There are several potential problems, but also some very old solutions. The problem with your 'get a better keyboard' idea is that source code is another form of communication. I work on a couple of projects that have contributors in France, Britain, Taiwan, the USA, China, and Japan. ASCII is the lowest common denominator - all of these people use different keyboard layouts, optimised for their native language, but all of them can enter ASCII.
The solution was available in pretty much every Smalltalk implementation from the early '80s. Smalltalk uses the caret character for return statements, but pretty much any editor will display it as an up arrow (which doesn't appear on any character that I've seen). There's no reason why the editor has to display exactly the same characters that appear in the source code, or has to insert exactly the typed characters into the source file.
I am TheRaven on Soylent News
For programming languages, we already have that - \u1234 or \U12345678 are used as escape sequences in C++, Java and C# for just this purpose. There's nothing stopping an IDE from rendering them as if they were actual symbols and not escape sequences, too, though I haven't seen that in practice.

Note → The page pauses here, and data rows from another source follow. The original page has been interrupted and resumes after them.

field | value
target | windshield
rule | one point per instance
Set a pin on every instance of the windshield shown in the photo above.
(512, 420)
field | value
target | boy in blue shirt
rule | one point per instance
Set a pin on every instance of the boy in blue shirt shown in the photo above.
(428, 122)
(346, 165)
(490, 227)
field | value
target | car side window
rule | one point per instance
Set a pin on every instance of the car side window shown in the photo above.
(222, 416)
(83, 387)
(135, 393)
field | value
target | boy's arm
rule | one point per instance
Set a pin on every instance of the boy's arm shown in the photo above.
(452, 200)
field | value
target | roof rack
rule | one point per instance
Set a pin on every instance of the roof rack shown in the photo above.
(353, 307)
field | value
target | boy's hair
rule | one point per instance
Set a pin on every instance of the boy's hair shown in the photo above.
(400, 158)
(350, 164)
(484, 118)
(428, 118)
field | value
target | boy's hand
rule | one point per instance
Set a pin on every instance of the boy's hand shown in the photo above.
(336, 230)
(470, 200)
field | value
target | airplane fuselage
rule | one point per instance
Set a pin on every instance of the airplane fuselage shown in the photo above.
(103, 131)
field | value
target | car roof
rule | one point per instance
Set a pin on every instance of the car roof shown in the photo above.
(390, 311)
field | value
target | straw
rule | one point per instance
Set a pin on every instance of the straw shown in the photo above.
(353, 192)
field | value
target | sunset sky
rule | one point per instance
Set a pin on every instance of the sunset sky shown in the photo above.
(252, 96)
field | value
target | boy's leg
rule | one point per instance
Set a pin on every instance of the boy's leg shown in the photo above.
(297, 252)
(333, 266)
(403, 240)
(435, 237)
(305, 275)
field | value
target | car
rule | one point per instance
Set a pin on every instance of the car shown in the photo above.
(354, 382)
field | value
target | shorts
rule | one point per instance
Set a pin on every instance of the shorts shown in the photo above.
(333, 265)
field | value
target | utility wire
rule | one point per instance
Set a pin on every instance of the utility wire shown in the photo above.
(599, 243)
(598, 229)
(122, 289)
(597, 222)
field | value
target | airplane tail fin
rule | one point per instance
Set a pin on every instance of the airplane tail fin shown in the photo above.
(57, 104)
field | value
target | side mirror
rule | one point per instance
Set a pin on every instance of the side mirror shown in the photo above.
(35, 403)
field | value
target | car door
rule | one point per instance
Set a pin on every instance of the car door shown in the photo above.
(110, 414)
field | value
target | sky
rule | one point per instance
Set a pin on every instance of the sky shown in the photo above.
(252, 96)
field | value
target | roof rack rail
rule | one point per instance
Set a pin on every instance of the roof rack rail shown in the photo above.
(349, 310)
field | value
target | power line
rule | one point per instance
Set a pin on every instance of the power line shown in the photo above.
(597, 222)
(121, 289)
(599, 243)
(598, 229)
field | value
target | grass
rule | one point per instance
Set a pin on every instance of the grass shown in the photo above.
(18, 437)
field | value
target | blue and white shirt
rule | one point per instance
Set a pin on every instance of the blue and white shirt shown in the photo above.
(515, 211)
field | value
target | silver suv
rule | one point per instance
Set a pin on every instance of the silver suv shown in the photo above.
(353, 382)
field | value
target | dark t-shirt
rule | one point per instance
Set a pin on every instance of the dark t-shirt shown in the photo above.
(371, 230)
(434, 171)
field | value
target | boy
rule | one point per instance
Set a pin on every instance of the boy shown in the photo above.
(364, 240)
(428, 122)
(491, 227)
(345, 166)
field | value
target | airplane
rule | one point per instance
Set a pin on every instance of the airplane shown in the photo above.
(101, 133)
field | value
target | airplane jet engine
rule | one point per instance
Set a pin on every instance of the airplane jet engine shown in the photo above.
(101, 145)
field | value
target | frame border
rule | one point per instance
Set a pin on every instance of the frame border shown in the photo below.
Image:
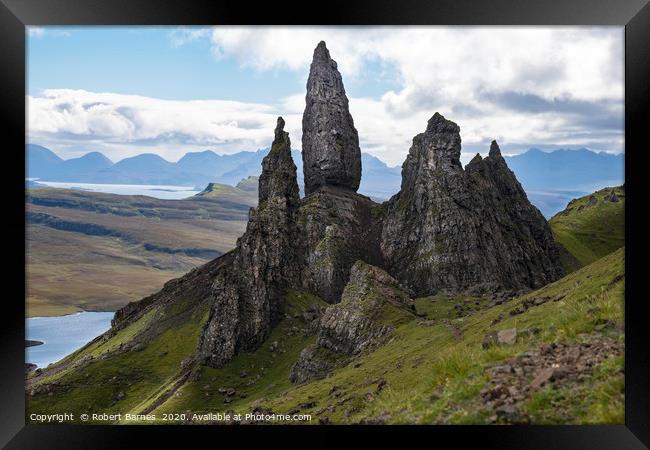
(633, 14)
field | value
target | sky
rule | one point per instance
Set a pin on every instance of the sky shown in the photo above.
(170, 90)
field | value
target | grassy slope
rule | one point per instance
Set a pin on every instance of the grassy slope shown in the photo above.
(589, 232)
(433, 369)
(171, 333)
(68, 271)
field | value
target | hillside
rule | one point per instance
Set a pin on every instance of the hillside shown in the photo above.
(592, 226)
(447, 304)
(550, 178)
(437, 361)
(95, 251)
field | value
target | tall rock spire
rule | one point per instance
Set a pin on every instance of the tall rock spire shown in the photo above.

A lot of C compilers expect unicode source files. As I recall, the Windows headers are all UTF-16, so the MS compilers are designed to handle unicode input. Clang expects UTF-8 source code. The language rejects non-ASCII symbols in identifiers, but you can use them in comments and string literals. The D compiler ignores HTML markup in the source code (I think - it did ten years ago when I last looked), so you can mark up your source code in any way that you like and have this markup preserved, although it's semantically irrelevant.
I am TheRaven on Soylent News
>>On the other hand, you have German. They have so long words and even longer sentences
What are you talking about? In German, you can have words that are entire paragraphs. =)
For example, the Reichsdeputationshauptschluss of 1803 ended the Reichsunmittelbarkeit of the HRE.
(And no, Firefox, those wards are not typos, just sentences.)